Shaun A. Steigman, MD, Azra Ahmed, BS, Rabie M. Shanti, BS, Rocky S. Tuan, PhD, Clarissa Valim, MD, PhD, Dario O. Fauza, MD
Department of Surgery, Children’s Hospital; Boston, MA
PURPOSE OF STUDY
The treatment of severe congenital chest wall anomalies involving large sternal defects remains associated with high morbidity and mortality rates. We aimed at determining whether osseous grafts engineered from amniotic mesenchymal stem cells (AMSCs) could be employed in postnatal sternal repair.

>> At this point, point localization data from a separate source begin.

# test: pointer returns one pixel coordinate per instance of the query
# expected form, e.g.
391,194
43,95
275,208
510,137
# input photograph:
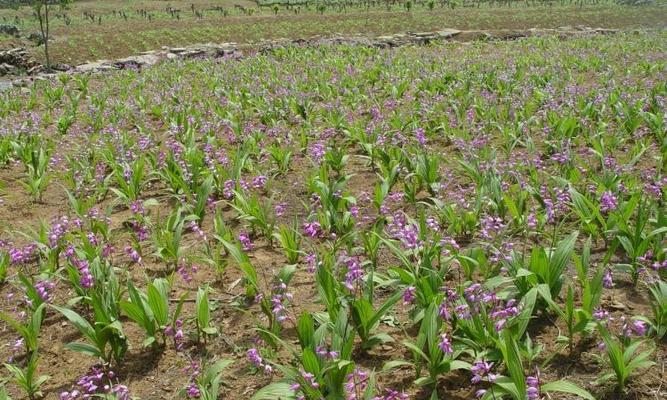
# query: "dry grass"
83,40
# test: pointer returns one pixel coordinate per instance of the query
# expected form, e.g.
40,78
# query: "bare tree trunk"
44,29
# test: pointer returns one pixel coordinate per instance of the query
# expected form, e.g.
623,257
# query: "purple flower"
280,209
608,202
409,295
312,229
607,279
445,344
392,395
244,238
354,274
639,327
533,387
420,136
356,384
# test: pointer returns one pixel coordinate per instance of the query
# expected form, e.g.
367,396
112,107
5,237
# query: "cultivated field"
451,221
91,30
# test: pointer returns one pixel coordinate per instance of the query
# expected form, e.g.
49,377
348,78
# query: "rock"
38,69
447,33
10,30
36,37
61,67
93,66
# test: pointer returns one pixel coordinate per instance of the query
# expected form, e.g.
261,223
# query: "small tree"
41,8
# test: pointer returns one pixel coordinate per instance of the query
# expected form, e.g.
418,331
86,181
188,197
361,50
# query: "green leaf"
81,324
395,364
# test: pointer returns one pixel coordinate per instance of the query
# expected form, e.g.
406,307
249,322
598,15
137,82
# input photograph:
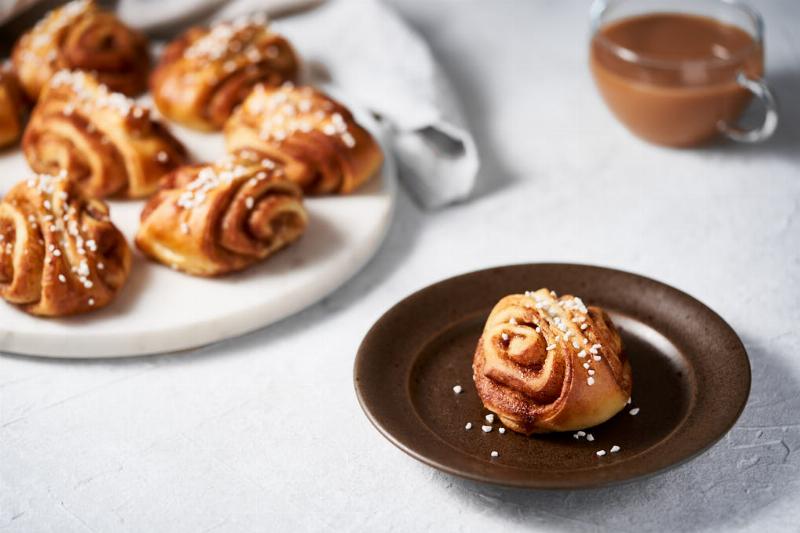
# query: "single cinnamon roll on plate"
548,364
218,218
316,138
206,73
59,252
81,36
106,142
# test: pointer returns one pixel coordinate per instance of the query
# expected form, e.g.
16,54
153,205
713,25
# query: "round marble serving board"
161,310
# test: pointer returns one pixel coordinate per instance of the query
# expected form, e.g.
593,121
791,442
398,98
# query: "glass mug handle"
761,91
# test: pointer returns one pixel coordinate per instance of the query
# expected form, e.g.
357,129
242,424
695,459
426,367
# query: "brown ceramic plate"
691,379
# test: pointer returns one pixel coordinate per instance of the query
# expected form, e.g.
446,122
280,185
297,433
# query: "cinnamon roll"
217,218
106,142
81,36
550,364
12,108
322,147
207,72
59,252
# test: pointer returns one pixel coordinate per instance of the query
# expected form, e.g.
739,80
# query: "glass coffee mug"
681,72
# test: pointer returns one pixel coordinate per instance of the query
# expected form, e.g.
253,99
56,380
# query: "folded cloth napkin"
370,54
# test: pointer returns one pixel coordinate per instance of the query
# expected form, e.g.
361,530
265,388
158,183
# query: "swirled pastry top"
207,72
81,36
316,138
106,142
59,252
12,107
217,218
546,363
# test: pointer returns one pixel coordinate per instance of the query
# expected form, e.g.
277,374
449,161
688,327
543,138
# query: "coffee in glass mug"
680,73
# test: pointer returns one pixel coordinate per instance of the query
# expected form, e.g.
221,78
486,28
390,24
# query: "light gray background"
264,432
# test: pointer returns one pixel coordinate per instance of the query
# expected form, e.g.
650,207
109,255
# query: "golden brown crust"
12,107
104,141
550,364
316,138
81,36
207,72
218,218
59,252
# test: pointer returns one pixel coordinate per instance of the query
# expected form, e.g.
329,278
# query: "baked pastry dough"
104,141
550,364
315,137
81,36
12,108
59,252
205,73
218,218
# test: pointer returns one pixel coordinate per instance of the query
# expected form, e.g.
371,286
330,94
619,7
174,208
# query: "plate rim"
487,479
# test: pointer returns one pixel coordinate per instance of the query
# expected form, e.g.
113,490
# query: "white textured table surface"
264,432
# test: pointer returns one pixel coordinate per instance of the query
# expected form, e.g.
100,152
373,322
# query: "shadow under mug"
681,98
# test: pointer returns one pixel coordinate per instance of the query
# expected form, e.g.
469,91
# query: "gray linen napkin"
363,49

Leporine AMSCs were transfected with green fluorescent protein (GFP), expanded, and seeded at identical densities onto electrospun poly(L-lactic) acid nanofibrous scaffolds (n=6). Constructs were maintained under hydrodynamic stimulation in an osteogenic medium, with confirmation of osteogenic differentiation after 3 months. Grafts were equally divided into two groups with respect to time in vitro, namely 3 or 8 months, when they were then surgically implanted to repair full thickness sternal defects spanning 2-3 intercostal spaces in allogeneic kits (n=6). Implants were submitted to multiple analyses before implantation and after 2 months in vivo. Statistical comparisons were by the signed-rank and Wilcoxon tests (P<.05).
SUMMARY OF RESULTS:
Chest roentgenograms showed defect closure in all animals, confirmed at necropsy. Graft density on micro-CT scans increased significantly in vivo, yet there were no differences in mineralization by extracellular calcium measurements pre- and post-implantation. There was a borderline significant increase in alkaline phosphatase activity in vivo. There were no differences between the two construct groups in any comparison. Histologically, grafts contained GFP-positive cells and few mononuclear infiltrates.
Engineered osseous grafts derived from amniotic mesenchymal stem cells are a viable alternative for sternal repair. Prolonged maintenance of the grafts in vitro does not enhance outcome. The amniotic fluid is a practical cell source for engineered chest wall reconstruction.